🤖 AI Summary
This work addresses the inconsistency in existing static weighted supervised fine-tuning (SFT) for reward learning from human feedback (RLHF), which fails to uniquely recover the Boltzmann target policy and thus misaligns with KL-regularized reinforcement learning objectives. To resolve this, the authors propose BOLT, an algorithm that introduces reference-policy sampling combined with Boltzmann weighting to construct, for the first time, an SFT objective that exactly matches the desired Boltzmann policy. The key contributions include identifying the unique weighting form under reference sampling that corresponds precisely to the Boltzmann policy, revealing the error decomposition structure under single-sample approximation, and establishing a theoretical connection between Boltzmann projection with refreshed sampling and KL-regularized mirror descent. Experiments validate the efficacy of the proposed weighting scheme, demonstrate the single-sample saturation phenomenon, and confirm performance gains and improved training efficiency from refreshed sampling.
📝 Abstract
Online reinforcement learning with verifiable rewards (RLVR) turns checkable outcomes into a scalable training signal, but it keeps rollout generation, verifier scoring, and reference-policy evaluations on the optimization path. Static weighted supervised fine-tuning (SFT) on precomputed rollouts seems to remove this bottleneck, yet a weighted likelihood is not specified by rewards alone: its sampler and weights induce the policy being fit. This paper identifies the reference-sampled weighted-SFT objective whose induced policy equals the fixed-reference KL-regularized RLVR optimizer. The optimizer is the standard Boltzmann target policy, obtained by exponentially tilting the reference policy by verifier reward. Matching a weighted-SFT induced policy to this target forces density-ratio weights; in the reference-sampled subclass, this reduces uniquely, up to prompt scaling, to the prompt-normalized Boltzmann weight $\exp(r(x,y)/β)/Z(x)$. BOLT, a Boltzmann-Targeted SFT procedure, is the empirical estimator of this projection.
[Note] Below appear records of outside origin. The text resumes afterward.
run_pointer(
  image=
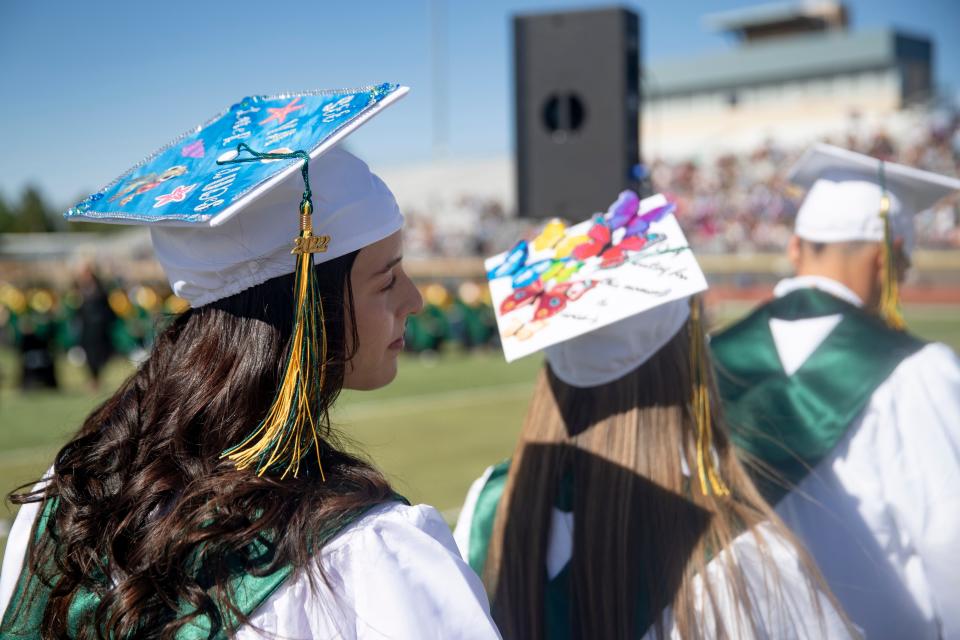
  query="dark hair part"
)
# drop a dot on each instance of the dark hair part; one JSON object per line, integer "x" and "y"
{"x": 143, "y": 499}
{"x": 643, "y": 530}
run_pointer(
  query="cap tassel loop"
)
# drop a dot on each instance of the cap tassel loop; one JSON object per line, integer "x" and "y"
{"x": 889, "y": 285}
{"x": 710, "y": 480}
{"x": 289, "y": 431}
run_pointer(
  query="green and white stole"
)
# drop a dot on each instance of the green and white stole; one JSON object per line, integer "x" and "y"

The finite one-shot analysis separates the exact stored-support price $β\log(1/π^*(S_N\mid x))$ from partition estimation, effective-sample-size variance, generalization, optimization, and approximation errors. This decomposition explains why extra SFT epochs cannot repair missing reference-policy coverage and exposes the temperature--coverage--variance frontier. When coverage needs adaptive sampling, refreshed Boltzmann projections become KL policy mirror descent; finite inner solves enter as additive drift from the exact mirror step. Single-run Qwen experiments provide projection evidence for the target-matched weight, one-shot saturation, refreshed-sampler gains, and optimization-time savings, within the stated single-run scope.